2004 Guy Laflèche, l'Étude narrative du récit de rêve, sur RRR : Recueils de récits de rêve (Singulier.info/RRR), inauguré cette année-là (« Prolégomène à la genèse de l'histoire rêvée »). Mais c'est entre 2010 et 2013 que sont publiés ses chapitres les plus importants, « Les effilochures de rêve » (2010), « La psychologie et l'analyse narrative du rêve » (2011) et « Le songe en France au Moyen Âge » (2013). Ces études développent un chapitre de la grammaire narrative de l'auteur : « Le modèle narratif de l'histoire rêvée » (1999, 2007).


      On trouvera quelques suggestions pour décrire le récit de rêve du point de vue narratif dans les ouvrages suivants.

Jean-Yves Tadié, « Rêves et récits de rêves », laconique section du chapitre 5, « Mythe et récit poétique », de son livre sur le Récit poétique, Paris, P.U.F. (coll. « Ecriture »), 1978, 208 p., p. 168-178. L'analyse narrative proprement dite tient toutefois en dix lignes.
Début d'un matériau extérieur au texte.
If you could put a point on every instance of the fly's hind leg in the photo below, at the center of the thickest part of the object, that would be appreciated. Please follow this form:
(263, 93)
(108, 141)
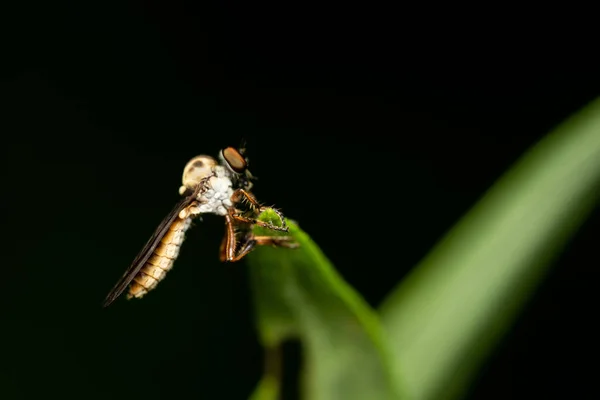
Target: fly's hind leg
(252, 241)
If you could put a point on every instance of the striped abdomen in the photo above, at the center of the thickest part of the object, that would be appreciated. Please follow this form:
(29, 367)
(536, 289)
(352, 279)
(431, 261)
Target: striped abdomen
(161, 260)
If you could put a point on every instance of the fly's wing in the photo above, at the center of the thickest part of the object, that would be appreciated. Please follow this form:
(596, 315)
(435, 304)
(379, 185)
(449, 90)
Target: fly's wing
(146, 252)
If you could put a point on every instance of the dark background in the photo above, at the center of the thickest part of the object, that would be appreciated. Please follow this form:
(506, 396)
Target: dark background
(376, 128)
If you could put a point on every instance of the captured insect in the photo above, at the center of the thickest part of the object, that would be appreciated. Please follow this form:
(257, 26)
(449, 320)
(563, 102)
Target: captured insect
(211, 187)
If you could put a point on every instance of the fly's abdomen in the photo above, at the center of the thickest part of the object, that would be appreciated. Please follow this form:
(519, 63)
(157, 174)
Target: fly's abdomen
(161, 260)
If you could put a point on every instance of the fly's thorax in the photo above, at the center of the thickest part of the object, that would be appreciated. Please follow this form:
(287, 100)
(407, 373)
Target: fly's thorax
(216, 199)
(197, 169)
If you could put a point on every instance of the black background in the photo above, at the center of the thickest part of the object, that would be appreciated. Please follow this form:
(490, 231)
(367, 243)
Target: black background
(375, 127)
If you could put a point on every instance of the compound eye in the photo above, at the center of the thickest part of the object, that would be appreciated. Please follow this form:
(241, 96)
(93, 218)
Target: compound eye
(234, 159)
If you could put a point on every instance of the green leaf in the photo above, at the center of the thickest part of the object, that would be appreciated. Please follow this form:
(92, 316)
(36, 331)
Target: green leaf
(299, 295)
(445, 318)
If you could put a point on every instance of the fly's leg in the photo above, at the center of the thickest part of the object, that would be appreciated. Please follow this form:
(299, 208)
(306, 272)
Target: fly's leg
(232, 250)
(241, 195)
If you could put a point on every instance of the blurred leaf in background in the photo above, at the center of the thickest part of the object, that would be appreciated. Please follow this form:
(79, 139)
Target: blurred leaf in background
(446, 316)
(299, 295)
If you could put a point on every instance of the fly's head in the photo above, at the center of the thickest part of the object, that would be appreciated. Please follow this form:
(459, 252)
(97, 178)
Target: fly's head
(196, 170)
(237, 164)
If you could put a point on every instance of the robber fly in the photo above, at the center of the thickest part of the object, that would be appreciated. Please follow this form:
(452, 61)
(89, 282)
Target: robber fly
(212, 187)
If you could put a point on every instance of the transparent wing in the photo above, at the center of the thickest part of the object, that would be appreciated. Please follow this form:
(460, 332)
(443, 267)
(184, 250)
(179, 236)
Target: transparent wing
(146, 252)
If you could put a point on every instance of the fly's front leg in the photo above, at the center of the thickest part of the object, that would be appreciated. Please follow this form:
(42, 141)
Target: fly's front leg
(253, 221)
(191, 210)
(240, 195)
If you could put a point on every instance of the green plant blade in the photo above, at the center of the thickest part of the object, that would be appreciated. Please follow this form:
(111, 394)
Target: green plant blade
(444, 319)
(299, 295)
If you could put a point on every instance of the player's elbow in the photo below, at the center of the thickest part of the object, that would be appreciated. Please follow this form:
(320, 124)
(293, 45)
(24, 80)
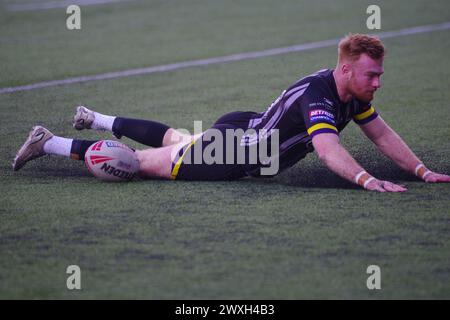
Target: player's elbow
(323, 155)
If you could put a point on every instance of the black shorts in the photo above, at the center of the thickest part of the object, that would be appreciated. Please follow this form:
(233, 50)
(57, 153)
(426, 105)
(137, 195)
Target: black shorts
(186, 166)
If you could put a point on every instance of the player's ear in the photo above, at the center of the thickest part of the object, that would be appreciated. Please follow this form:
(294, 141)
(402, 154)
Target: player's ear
(346, 69)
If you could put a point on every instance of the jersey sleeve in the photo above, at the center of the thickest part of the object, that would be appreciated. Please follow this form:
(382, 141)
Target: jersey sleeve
(364, 113)
(319, 116)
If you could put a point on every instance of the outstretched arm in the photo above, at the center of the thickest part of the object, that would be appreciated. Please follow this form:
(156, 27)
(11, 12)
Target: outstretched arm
(338, 160)
(390, 144)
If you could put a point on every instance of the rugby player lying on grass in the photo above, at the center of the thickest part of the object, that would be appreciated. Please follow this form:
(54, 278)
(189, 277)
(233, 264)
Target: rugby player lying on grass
(307, 116)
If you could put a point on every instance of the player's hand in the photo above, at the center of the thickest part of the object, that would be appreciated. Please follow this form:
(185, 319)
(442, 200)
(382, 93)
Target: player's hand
(385, 186)
(435, 177)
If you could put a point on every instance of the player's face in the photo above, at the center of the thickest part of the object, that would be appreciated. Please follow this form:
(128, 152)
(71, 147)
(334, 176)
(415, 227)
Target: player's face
(365, 77)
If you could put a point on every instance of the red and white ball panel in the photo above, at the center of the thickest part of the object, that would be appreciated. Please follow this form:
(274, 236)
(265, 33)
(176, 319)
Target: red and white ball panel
(111, 160)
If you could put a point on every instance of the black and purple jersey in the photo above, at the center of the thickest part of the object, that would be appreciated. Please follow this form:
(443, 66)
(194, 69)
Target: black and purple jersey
(309, 107)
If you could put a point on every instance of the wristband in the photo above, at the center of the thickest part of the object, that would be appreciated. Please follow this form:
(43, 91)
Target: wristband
(421, 171)
(368, 181)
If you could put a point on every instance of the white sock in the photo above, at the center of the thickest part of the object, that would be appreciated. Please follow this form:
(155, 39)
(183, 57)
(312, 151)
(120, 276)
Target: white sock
(59, 146)
(103, 122)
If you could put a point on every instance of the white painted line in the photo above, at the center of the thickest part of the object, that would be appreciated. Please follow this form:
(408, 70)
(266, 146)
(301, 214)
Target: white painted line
(56, 4)
(216, 60)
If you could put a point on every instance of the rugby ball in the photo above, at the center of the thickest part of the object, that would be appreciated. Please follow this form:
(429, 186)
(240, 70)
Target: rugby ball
(111, 160)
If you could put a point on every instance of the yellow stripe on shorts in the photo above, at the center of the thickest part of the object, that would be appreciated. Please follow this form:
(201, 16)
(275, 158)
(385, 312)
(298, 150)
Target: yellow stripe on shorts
(175, 169)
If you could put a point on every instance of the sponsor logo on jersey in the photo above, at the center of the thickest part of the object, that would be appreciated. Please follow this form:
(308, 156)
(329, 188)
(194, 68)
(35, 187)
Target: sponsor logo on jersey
(322, 105)
(328, 102)
(313, 113)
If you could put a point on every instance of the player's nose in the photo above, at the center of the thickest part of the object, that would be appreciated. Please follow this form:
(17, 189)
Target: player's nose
(376, 83)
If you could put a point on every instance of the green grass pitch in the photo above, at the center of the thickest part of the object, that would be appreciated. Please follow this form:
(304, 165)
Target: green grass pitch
(303, 234)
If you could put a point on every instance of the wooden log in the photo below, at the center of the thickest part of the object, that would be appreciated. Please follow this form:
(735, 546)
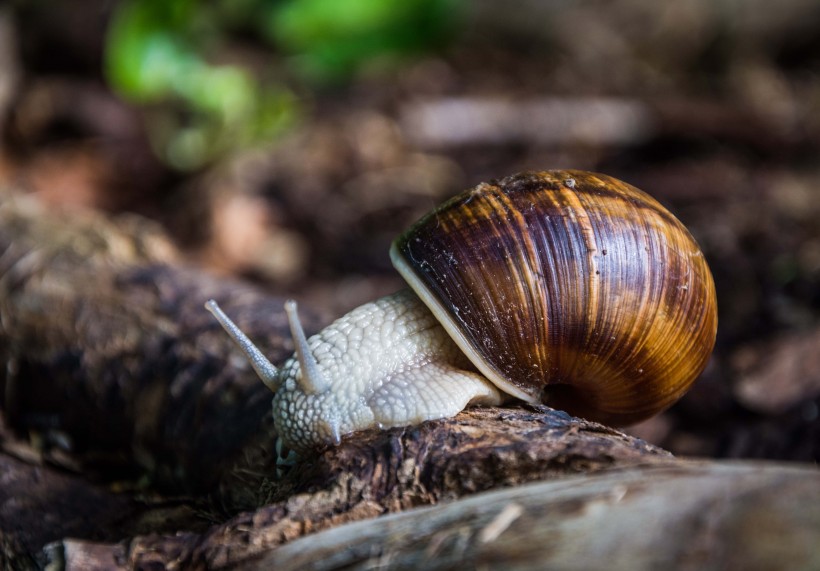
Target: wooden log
(692, 515)
(114, 371)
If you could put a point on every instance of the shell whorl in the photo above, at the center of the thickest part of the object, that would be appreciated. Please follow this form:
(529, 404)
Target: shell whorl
(569, 287)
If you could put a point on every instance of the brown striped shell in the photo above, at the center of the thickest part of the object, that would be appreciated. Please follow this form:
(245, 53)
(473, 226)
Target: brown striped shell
(567, 287)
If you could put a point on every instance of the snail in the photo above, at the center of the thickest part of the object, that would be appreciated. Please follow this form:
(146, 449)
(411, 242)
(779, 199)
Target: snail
(564, 287)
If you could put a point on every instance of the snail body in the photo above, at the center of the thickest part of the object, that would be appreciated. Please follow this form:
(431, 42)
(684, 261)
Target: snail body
(564, 287)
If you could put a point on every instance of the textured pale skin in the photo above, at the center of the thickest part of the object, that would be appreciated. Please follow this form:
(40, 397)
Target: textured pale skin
(387, 363)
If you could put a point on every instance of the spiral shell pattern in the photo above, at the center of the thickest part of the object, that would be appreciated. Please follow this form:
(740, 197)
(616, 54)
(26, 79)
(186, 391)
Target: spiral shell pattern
(567, 287)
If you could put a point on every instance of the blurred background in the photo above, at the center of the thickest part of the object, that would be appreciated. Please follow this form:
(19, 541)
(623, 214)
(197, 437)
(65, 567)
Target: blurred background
(288, 142)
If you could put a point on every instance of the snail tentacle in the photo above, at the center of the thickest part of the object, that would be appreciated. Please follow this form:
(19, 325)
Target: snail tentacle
(263, 367)
(311, 379)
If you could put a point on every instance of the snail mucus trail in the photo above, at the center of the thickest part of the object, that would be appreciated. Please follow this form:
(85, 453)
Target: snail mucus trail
(564, 287)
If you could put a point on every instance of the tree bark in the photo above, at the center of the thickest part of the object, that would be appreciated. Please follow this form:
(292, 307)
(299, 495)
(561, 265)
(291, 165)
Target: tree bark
(126, 410)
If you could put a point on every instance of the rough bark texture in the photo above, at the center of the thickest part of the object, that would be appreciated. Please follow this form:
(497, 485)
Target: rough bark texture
(126, 413)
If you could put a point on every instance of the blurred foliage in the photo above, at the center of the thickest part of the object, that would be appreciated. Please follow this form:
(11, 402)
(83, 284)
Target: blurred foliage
(157, 55)
(331, 40)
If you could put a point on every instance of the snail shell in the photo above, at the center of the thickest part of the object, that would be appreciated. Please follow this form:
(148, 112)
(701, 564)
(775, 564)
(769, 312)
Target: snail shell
(567, 287)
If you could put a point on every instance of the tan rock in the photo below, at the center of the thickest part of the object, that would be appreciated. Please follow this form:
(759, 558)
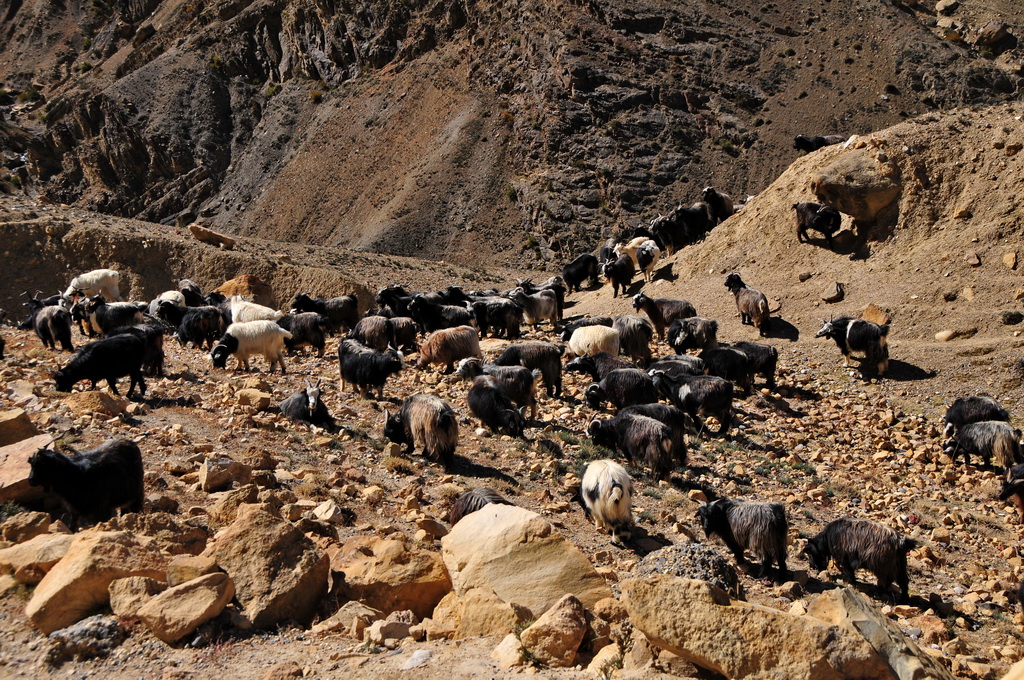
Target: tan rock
(96, 401)
(509, 652)
(183, 568)
(30, 561)
(697, 622)
(857, 184)
(127, 595)
(81, 580)
(25, 525)
(554, 638)
(253, 397)
(14, 470)
(520, 556)
(225, 508)
(179, 610)
(15, 426)
(390, 576)
(278, 572)
(219, 473)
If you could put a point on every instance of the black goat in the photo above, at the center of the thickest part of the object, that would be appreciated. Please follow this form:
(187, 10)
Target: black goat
(967, 410)
(856, 335)
(108, 359)
(488, 401)
(367, 368)
(340, 311)
(307, 407)
(583, 267)
(541, 355)
(707, 395)
(818, 217)
(95, 482)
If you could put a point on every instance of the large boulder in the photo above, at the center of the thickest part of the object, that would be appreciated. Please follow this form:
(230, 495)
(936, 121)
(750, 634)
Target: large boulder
(31, 560)
(554, 638)
(15, 426)
(699, 623)
(859, 184)
(279, 574)
(520, 556)
(179, 610)
(390, 576)
(849, 608)
(14, 470)
(80, 581)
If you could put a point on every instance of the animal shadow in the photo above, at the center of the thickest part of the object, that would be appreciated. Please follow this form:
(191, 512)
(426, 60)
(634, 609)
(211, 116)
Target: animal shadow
(779, 328)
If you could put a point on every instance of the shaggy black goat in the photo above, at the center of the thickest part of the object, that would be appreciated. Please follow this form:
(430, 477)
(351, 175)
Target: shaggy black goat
(426, 420)
(597, 366)
(635, 334)
(499, 315)
(967, 410)
(434, 316)
(812, 143)
(752, 303)
(108, 359)
(663, 311)
(307, 407)
(473, 500)
(818, 217)
(641, 439)
(620, 273)
(706, 395)
(692, 333)
(541, 355)
(764, 359)
(307, 328)
(988, 438)
(583, 267)
(367, 368)
(856, 335)
(759, 527)
(623, 387)
(730, 364)
(491, 404)
(340, 311)
(519, 382)
(95, 482)
(862, 544)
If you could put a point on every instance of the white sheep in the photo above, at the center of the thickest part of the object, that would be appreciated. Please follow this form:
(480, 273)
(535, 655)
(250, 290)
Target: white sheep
(607, 498)
(632, 247)
(97, 282)
(248, 339)
(590, 340)
(243, 310)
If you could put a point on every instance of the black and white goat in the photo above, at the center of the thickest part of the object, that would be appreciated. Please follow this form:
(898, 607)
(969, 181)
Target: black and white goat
(95, 482)
(856, 335)
(606, 493)
(758, 527)
(307, 407)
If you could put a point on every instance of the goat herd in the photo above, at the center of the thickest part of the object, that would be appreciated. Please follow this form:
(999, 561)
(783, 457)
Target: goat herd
(644, 429)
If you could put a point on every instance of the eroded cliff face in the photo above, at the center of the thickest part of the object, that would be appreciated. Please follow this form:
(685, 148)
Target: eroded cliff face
(525, 130)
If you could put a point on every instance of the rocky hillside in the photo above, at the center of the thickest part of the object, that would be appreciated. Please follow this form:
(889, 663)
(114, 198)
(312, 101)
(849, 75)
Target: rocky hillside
(517, 130)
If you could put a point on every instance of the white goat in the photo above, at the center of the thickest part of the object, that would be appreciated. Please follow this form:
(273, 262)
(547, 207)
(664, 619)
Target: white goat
(607, 498)
(243, 310)
(97, 282)
(248, 339)
(590, 340)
Jean Pierrot, le Rêve, de Milton aux surréalistes, Paris, Bordas (coll. « Univers des lettres », « Série thématique »), 1972, 176 p. Ce petit ouvrage scolaire contient quelques pages proches de l'étude narrative, du moins dans son contenu sinon dans sa formulation, notamment : « Le scénario du rêve » puis « Le décor du rêve » (p. 20-25).